Distribution Substation Devices

Many different types of devices are utilized to perform all the functions required in modern distribution substations(Figure 2).In addition to traditional functions associated with outgoing power flows, distribution substations must now accommodate incoming power flows from DERs, greatly complicating operation.

Figure 2: Distribution substation Level 0 devices are linked to a control center via a process and a station bus.

Figure 2 depicts some of these devices in a typical substation automation system (SAS), but there are many others, each of which performs one of two main functions:

  • Protection & Control: 100% real-time autonomous elements
  • Automation: command and control, with some real-time elements

Protection & control devices include intelligent electronic devices (IEDs) installed with circuit breakers to monitor their operation. Merging unit (MUs) collect multi-channel digital signal outputs from current and voltage transformers synchronously, and then transmit these signals using the IEC 61850-9 protocol to protective, metering, and control devices.

IEDs perform various functions, such as protective relaying, remote fault indication, monitoring and regulating power and voltage levels, automated switching of power from one source to another for bus transfers, and reclosing feeder lines after temporary faults.

Automation devices—such as PCs, routers, unmanaged/managed switches, programmable logic controllers, and human machine interfaces—are typically used to coordinate operation among protection and control devices, and to provide other required functionality, such as networking.

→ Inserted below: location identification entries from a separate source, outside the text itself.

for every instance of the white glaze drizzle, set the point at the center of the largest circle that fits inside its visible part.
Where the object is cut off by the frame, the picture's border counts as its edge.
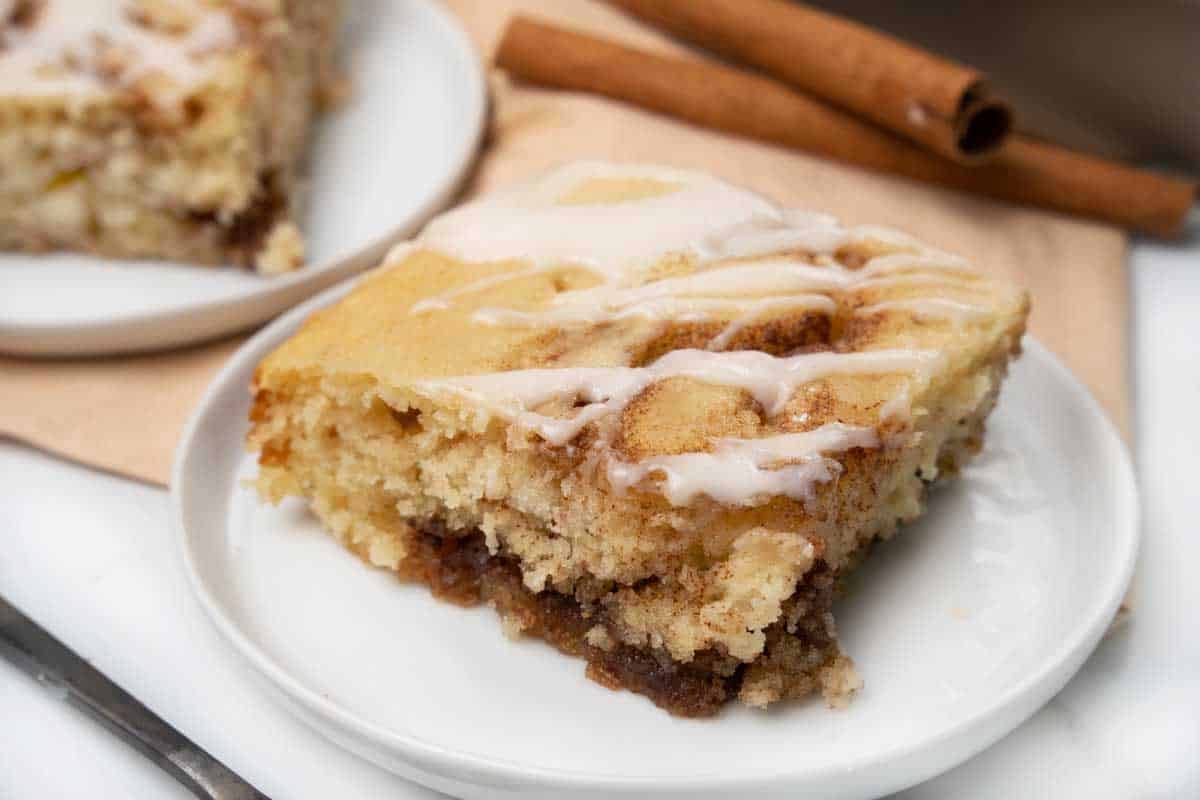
(528, 222)
(617, 241)
(771, 380)
(72, 30)
(743, 471)
(930, 308)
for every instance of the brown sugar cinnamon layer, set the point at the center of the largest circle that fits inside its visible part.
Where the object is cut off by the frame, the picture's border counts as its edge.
(651, 414)
(799, 649)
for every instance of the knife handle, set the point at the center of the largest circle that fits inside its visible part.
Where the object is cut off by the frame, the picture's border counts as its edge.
(59, 668)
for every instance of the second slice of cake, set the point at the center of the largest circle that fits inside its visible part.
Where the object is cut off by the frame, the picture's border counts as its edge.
(649, 416)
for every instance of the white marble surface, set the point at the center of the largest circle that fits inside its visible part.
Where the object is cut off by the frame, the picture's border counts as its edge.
(90, 557)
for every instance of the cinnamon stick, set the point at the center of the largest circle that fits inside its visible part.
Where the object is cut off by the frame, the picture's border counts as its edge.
(943, 106)
(725, 98)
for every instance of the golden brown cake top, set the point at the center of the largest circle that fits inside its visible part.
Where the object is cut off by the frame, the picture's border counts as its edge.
(688, 328)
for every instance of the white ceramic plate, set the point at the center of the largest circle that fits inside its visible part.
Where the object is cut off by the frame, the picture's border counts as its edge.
(961, 626)
(378, 168)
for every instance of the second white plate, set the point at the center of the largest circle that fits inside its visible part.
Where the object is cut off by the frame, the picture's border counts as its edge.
(378, 167)
(961, 626)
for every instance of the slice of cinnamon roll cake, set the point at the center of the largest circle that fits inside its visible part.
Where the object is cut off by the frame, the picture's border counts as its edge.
(648, 416)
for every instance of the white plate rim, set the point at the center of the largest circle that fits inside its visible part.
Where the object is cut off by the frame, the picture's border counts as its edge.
(117, 334)
(424, 757)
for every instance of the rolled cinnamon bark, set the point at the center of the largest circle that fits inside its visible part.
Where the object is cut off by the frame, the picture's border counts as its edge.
(738, 102)
(943, 106)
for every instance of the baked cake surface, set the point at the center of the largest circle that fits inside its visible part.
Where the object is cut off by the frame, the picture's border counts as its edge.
(647, 415)
(159, 128)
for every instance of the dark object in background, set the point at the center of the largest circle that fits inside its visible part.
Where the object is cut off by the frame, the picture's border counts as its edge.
(1120, 79)
(943, 106)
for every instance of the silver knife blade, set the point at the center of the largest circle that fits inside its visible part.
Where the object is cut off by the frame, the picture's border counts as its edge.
(28, 645)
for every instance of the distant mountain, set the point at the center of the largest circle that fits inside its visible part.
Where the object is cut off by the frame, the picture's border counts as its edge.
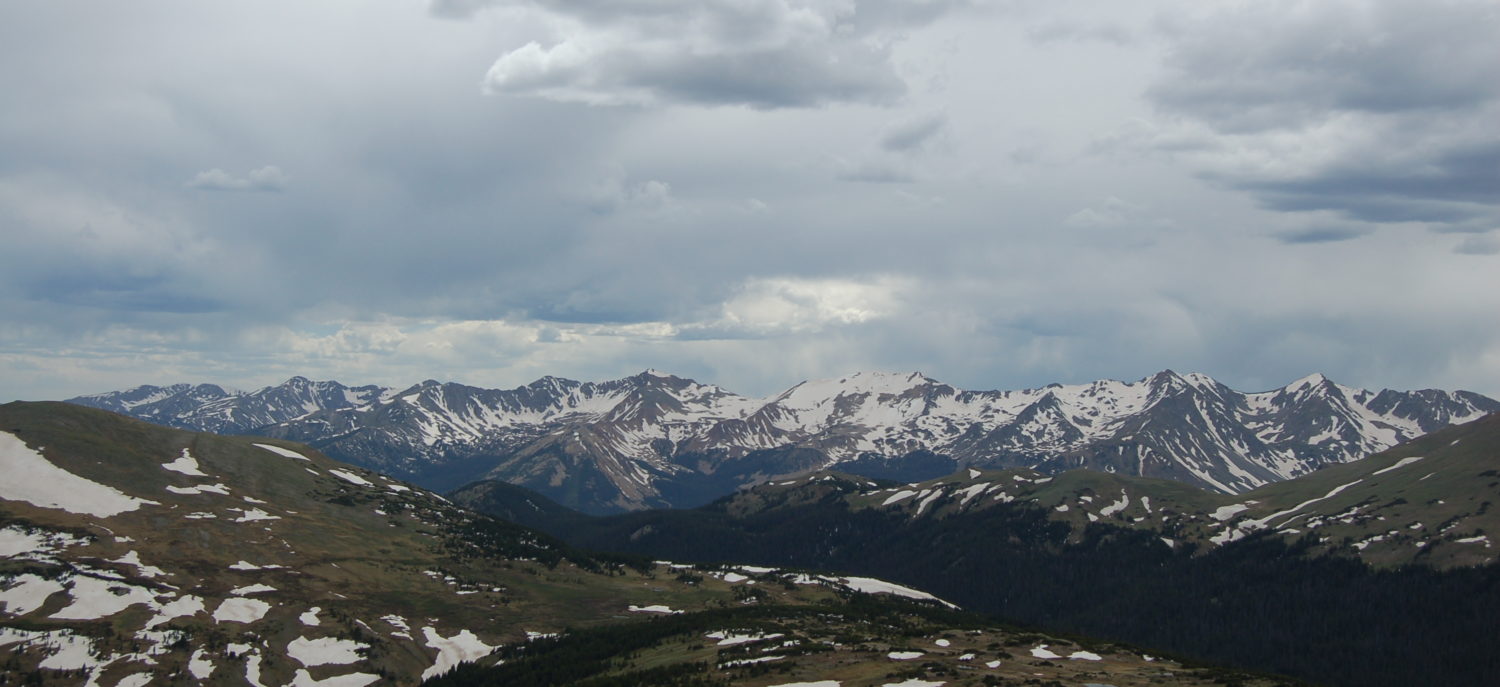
(654, 440)
(1376, 572)
(134, 554)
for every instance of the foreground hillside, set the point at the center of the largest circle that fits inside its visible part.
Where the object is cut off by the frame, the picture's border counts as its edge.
(656, 440)
(1374, 572)
(134, 554)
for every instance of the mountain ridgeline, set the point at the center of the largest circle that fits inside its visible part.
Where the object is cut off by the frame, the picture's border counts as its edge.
(656, 440)
(1380, 572)
(134, 554)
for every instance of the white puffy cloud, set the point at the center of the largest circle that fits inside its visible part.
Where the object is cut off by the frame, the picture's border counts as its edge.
(786, 305)
(759, 53)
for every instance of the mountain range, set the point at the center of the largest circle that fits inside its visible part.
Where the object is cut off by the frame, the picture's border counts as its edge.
(656, 440)
(134, 554)
(1380, 572)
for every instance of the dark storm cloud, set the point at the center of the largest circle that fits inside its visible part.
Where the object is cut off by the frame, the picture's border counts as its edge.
(1448, 186)
(1398, 99)
(1322, 234)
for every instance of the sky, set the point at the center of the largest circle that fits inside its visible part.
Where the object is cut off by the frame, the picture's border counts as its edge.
(749, 192)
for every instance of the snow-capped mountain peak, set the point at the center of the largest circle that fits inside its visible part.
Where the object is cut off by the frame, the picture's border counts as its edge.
(638, 440)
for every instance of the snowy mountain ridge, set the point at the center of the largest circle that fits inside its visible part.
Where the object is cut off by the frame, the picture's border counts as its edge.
(662, 440)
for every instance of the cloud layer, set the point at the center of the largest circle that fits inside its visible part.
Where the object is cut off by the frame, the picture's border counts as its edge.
(750, 192)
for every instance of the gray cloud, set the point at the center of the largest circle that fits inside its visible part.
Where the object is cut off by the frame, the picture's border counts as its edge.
(267, 177)
(1479, 245)
(431, 231)
(1379, 110)
(1322, 234)
(912, 134)
(764, 54)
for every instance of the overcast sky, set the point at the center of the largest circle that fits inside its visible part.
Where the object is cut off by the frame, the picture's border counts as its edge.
(749, 192)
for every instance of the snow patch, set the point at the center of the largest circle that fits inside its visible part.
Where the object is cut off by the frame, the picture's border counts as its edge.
(459, 648)
(1400, 464)
(240, 609)
(284, 452)
(350, 477)
(177, 608)
(1041, 651)
(731, 639)
(303, 678)
(1226, 512)
(27, 593)
(651, 609)
(186, 465)
(189, 491)
(96, 599)
(255, 588)
(326, 651)
(254, 515)
(33, 479)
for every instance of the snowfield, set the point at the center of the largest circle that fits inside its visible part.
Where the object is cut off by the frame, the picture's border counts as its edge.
(33, 479)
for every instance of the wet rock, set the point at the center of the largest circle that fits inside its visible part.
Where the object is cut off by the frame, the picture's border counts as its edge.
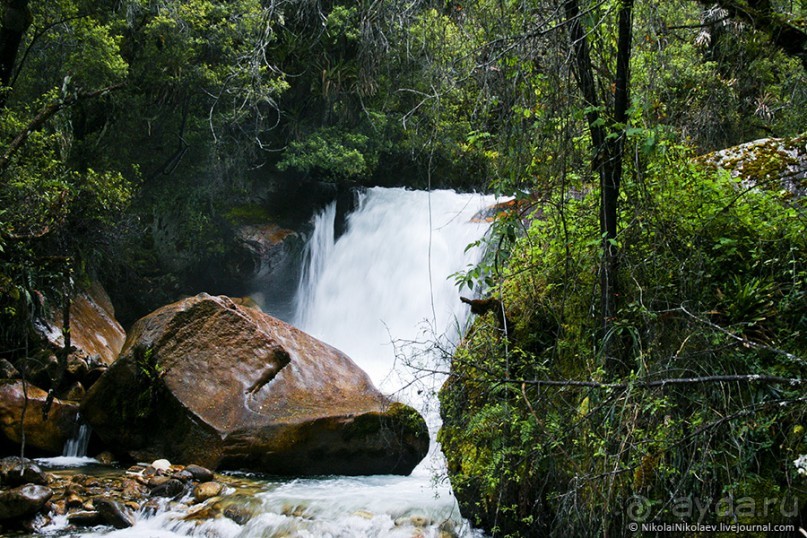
(85, 518)
(75, 392)
(171, 488)
(114, 513)
(105, 458)
(182, 476)
(73, 500)
(156, 481)
(77, 367)
(237, 513)
(94, 331)
(45, 435)
(199, 473)
(133, 490)
(233, 387)
(161, 465)
(207, 490)
(24, 501)
(265, 247)
(417, 520)
(16, 471)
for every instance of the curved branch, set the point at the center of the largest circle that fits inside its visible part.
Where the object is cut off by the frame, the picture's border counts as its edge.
(43, 116)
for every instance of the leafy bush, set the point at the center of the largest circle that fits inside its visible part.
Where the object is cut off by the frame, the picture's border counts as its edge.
(709, 327)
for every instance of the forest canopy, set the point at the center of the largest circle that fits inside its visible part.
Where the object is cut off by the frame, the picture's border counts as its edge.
(134, 134)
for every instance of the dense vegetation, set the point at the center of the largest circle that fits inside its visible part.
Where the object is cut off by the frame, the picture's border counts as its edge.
(655, 306)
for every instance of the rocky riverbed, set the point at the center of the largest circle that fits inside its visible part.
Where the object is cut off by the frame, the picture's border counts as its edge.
(100, 498)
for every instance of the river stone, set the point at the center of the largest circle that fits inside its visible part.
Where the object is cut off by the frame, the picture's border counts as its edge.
(170, 488)
(199, 473)
(114, 513)
(44, 435)
(210, 381)
(207, 490)
(24, 501)
(16, 471)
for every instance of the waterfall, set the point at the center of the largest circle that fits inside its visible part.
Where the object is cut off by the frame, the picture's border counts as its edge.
(382, 292)
(76, 446)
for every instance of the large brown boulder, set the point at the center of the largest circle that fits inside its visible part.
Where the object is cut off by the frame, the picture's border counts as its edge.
(46, 435)
(208, 381)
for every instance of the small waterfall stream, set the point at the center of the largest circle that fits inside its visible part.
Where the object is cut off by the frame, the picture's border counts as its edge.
(382, 293)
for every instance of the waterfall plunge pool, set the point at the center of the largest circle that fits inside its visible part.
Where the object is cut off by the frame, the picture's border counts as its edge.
(381, 293)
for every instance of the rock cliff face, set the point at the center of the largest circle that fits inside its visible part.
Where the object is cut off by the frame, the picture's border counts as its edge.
(210, 381)
(94, 331)
(42, 435)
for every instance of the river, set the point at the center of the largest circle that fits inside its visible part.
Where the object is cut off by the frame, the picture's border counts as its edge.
(382, 293)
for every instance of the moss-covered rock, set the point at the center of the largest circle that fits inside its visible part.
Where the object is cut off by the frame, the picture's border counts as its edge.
(211, 381)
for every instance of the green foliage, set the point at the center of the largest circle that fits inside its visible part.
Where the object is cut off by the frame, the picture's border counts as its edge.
(713, 282)
(331, 154)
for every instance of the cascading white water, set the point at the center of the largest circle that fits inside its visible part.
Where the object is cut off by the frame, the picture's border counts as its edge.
(76, 446)
(74, 453)
(385, 283)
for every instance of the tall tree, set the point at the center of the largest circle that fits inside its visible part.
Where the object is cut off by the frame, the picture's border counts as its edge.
(607, 128)
(16, 19)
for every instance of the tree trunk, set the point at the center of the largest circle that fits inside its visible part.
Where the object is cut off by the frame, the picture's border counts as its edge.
(16, 20)
(608, 141)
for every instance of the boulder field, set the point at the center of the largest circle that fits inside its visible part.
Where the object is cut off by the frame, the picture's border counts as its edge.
(210, 381)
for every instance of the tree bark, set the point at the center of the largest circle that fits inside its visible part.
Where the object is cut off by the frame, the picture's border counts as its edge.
(16, 20)
(607, 139)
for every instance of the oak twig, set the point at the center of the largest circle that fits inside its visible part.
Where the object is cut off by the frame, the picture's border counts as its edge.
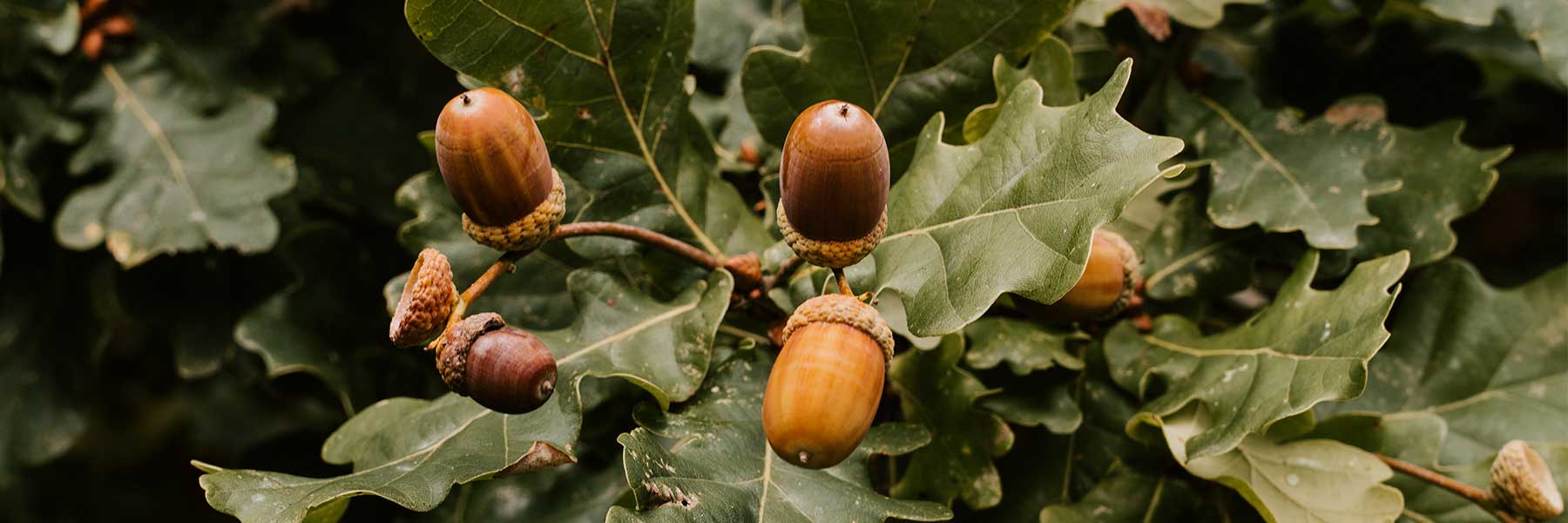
(1474, 495)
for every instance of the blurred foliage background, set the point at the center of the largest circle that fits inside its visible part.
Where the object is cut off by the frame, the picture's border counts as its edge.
(125, 358)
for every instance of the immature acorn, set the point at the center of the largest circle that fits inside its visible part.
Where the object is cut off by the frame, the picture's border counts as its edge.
(1103, 291)
(833, 203)
(1523, 483)
(427, 301)
(827, 382)
(499, 172)
(502, 368)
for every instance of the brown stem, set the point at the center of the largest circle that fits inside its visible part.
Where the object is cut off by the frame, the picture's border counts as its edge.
(640, 234)
(844, 283)
(1474, 495)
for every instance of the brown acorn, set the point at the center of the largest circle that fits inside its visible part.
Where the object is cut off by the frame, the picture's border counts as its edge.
(502, 368)
(1523, 483)
(496, 166)
(1103, 291)
(827, 382)
(429, 297)
(833, 203)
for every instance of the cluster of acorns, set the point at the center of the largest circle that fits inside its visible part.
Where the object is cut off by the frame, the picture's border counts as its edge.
(835, 176)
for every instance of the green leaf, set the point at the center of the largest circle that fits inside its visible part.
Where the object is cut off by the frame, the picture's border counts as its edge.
(413, 452)
(182, 181)
(44, 338)
(1050, 65)
(1285, 174)
(727, 29)
(1187, 256)
(564, 493)
(707, 460)
(1544, 23)
(1129, 495)
(1013, 211)
(938, 395)
(1024, 346)
(1442, 181)
(540, 301)
(1193, 13)
(301, 327)
(1460, 341)
(1307, 348)
(1038, 403)
(1299, 481)
(611, 101)
(1468, 368)
(901, 60)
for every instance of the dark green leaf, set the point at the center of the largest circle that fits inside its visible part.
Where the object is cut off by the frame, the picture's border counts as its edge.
(1011, 213)
(899, 60)
(1129, 495)
(413, 452)
(1307, 348)
(707, 460)
(1299, 481)
(182, 181)
(1440, 178)
(611, 101)
(1285, 174)
(938, 395)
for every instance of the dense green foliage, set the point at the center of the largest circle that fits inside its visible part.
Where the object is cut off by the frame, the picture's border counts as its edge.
(1350, 215)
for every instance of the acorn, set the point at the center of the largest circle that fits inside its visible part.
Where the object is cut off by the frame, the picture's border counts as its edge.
(1103, 291)
(827, 382)
(833, 203)
(1523, 483)
(429, 297)
(497, 168)
(502, 368)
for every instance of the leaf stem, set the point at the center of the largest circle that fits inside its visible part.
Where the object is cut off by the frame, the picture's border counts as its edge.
(1474, 495)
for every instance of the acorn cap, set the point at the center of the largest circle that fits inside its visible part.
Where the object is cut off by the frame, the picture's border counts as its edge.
(427, 301)
(1105, 288)
(1523, 483)
(529, 231)
(836, 309)
(502, 368)
(493, 158)
(833, 173)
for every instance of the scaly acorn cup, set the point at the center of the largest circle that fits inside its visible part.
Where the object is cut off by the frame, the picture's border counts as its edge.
(827, 382)
(1523, 483)
(833, 186)
(427, 301)
(499, 172)
(1103, 291)
(504, 368)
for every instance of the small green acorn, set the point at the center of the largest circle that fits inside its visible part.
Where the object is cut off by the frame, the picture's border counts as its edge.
(833, 186)
(497, 168)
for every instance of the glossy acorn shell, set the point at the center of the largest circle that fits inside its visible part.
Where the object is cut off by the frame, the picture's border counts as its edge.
(835, 173)
(510, 371)
(491, 156)
(822, 395)
(1101, 289)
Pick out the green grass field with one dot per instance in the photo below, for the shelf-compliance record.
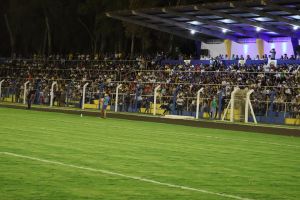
(59, 156)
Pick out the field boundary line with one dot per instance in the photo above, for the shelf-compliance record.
(126, 176)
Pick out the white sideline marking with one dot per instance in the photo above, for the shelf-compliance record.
(126, 176)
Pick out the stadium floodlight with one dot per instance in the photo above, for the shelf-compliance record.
(117, 97)
(83, 95)
(1, 89)
(52, 93)
(258, 29)
(25, 91)
(155, 99)
(198, 102)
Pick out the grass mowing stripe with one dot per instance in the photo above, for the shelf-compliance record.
(127, 176)
(107, 139)
(168, 131)
(118, 145)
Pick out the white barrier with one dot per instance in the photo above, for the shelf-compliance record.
(248, 104)
(25, 91)
(198, 102)
(155, 99)
(52, 93)
(83, 96)
(1, 89)
(117, 97)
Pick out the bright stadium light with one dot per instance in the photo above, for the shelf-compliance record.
(258, 29)
(224, 30)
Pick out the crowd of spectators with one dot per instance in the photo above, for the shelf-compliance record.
(280, 84)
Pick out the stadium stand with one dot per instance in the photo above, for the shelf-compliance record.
(275, 100)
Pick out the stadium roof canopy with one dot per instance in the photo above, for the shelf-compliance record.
(237, 20)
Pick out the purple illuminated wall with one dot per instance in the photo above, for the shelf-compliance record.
(249, 47)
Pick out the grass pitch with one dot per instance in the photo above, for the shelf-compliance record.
(58, 156)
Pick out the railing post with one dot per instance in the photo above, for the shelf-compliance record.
(83, 96)
(117, 97)
(285, 109)
(247, 106)
(1, 89)
(52, 93)
(198, 102)
(25, 91)
(155, 98)
(232, 103)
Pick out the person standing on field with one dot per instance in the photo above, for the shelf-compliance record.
(213, 108)
(106, 100)
(30, 98)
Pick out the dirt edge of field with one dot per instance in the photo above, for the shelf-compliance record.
(200, 124)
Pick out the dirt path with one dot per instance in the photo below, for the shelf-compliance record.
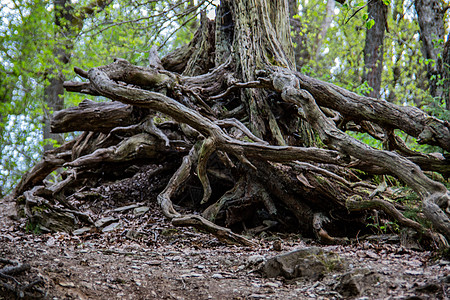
(146, 258)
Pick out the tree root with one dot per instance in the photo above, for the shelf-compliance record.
(17, 289)
(222, 233)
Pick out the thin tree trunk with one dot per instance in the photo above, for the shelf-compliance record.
(54, 90)
(430, 14)
(373, 50)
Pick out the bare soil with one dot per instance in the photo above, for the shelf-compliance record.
(145, 257)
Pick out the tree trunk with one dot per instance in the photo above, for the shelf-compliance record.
(54, 90)
(430, 15)
(373, 50)
(199, 124)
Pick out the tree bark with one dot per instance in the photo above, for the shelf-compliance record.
(373, 50)
(245, 176)
(430, 15)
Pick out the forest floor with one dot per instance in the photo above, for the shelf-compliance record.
(144, 257)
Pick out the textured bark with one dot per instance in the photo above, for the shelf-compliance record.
(430, 15)
(264, 177)
(446, 74)
(373, 49)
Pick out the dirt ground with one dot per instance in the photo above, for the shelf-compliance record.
(144, 257)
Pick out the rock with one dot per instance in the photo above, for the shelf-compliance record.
(82, 230)
(413, 272)
(311, 263)
(255, 260)
(111, 227)
(348, 286)
(141, 210)
(105, 221)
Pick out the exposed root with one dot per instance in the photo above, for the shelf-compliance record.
(222, 233)
(356, 203)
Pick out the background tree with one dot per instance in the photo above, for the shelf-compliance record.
(373, 49)
(229, 105)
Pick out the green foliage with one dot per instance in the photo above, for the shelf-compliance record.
(34, 49)
(382, 227)
(34, 228)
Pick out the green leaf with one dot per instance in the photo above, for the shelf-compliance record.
(370, 23)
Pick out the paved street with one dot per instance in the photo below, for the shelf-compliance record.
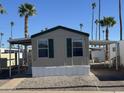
(61, 92)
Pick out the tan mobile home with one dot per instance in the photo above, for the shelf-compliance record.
(60, 51)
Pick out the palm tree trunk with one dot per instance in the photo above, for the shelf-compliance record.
(26, 26)
(92, 24)
(26, 36)
(96, 31)
(107, 34)
(120, 18)
(99, 17)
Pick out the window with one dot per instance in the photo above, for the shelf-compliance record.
(43, 48)
(77, 46)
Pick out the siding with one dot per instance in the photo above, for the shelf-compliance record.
(60, 53)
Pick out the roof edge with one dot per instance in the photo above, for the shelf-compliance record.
(59, 27)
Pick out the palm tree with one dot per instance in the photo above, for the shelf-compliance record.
(1, 35)
(120, 18)
(12, 24)
(107, 22)
(2, 10)
(96, 22)
(81, 26)
(26, 10)
(99, 18)
(93, 7)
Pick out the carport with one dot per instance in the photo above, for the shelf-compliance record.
(19, 41)
(102, 43)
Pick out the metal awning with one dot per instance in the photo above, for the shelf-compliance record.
(22, 41)
(101, 42)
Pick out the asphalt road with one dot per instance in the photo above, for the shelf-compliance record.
(59, 91)
(108, 74)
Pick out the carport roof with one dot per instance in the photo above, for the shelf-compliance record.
(101, 42)
(59, 27)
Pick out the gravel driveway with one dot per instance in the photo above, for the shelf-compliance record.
(57, 82)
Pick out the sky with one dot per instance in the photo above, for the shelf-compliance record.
(50, 13)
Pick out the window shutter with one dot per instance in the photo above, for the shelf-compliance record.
(51, 48)
(69, 47)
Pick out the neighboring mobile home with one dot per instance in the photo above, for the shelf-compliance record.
(60, 51)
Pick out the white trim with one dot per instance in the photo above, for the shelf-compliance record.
(61, 70)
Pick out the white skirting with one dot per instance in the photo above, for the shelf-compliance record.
(61, 70)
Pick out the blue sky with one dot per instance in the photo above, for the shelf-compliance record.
(50, 13)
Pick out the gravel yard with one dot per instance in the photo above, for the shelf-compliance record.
(58, 82)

All of these devices contain electronic hardware to control operation, and often host software to perform operations.

Ideally, all of these devices comply with the IEC 61850 standard protocols, a communication service that connects all the devices at Level 0, the servers at Level 1, and the clients at Level 2. Although this may be ideal, it is often not the case; nd even when it is, other communication and integration problems remain.

A typical distribution substation contains many of these devices supplied by a variety of vendors—each with proprietary electronic hardware, and often with their own operating systems and hosted software—raising a variety of operational and management issues.